The delegate from Israel was a rabbi and the Irish minister turned to him in an aside and said, “It’s the first time that a Catholic nation has found itself indebted to the Jewish faith.”
To which the rabbi replied gently, “There was one other occasion. Christianity, you will recall, originated in Palestine.”
They both laughed.
The charter establishing the League of Little Nations was agreed on the same day. It had been prepared in draft in advance, and was, for such a historic document, an almost childishly simple statement, containing six main points.
There was no lengthy preamble. Instead it got immediately down to business.
It read:
The nations whose delegates have signed this document, subject to confirmation by their constitutional procedures, solemnly commit themselves to the following duties and courses of action:
1. They bind themselves together to enforce a world ban on weapons of mass destruction.
2. To achieve this they will set up, under the initial direction of Dr. Frederick Kokintz, a committee of scientists who will inspect atomic and other nuclear installations of all kinds in all countries to ensure that no nuclear weapons are being made.
3. They will compel the nuclear nations and others to cooperate with this inspection under threat of detonating the Q-bomb now in the possession of the Duchy of Grand Fenwick.
4. This Q-bomb will be the trust of all the nations who ratify this agreement. They pledge themselves to guard it.
5. They will use all their powers of persuasion, whether moral, diplomatic, economic, or military to bring about a more peaceful world.
6. They will do all this in the solemn realization that unless it is done all are eventually doomed.
Nobody wanted to add anything to this document. Nobody wanted to subtract from it. They signed it with little more than a routine speech or two, and the next day its contents were publicized to the world.
Then the delegates of the Tiny Twenty -went home. No date was set for their next meeting. Indeed the hope was expressed that they would never have to meet again. But it was agreed that, as a symbol of their solidarity, every month an honour guard of soldiers from a different nation would take over the job of guarding the frontier of Grand Fenwick with the bowmen of the duchy.
The same week the United States House of Representatives received a bill which would permit inspection by the Tiny Twenty of the nation’s atomic installations.
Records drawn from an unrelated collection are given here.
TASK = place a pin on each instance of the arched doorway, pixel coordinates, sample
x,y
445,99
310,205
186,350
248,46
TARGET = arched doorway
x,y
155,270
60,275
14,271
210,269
Two weeks later the United States, Britain, Canada, and the Union of Soviet Socialist Republics had agreed to dismantle their atomic arsenals. A month later teams of scientists from the Tiny Twenty were inspecting the nuclear installations of the Big Four Powers. The world, if not on the road to peace, at least was no longer on the highway to self-destruction.
The Count of Mountjoy was feeling depressed and neglected. These were emotions quite foreign to him, for he was a man of distinguished position and bearing, if not of distinguished ability, and accustomed to being the centre of interest, of action, and of attention. His line, being of the noblest blood in Grand Fenwick next to the ruling family, had indeed supplied the diplomats and statesmen of the nation.
It was.an ancestor of his, Count Robert of Mountjoy, who had negotiated the treaty of mutual assistance with England in 1402--a fact which he had been at pains to point out to the British Minister during the latter’s visit. To this, the British envoy had made the peculiar reply that in contrast with much that had happened recently, the treaty was a case, perhaps the only one on record, of too much and too early.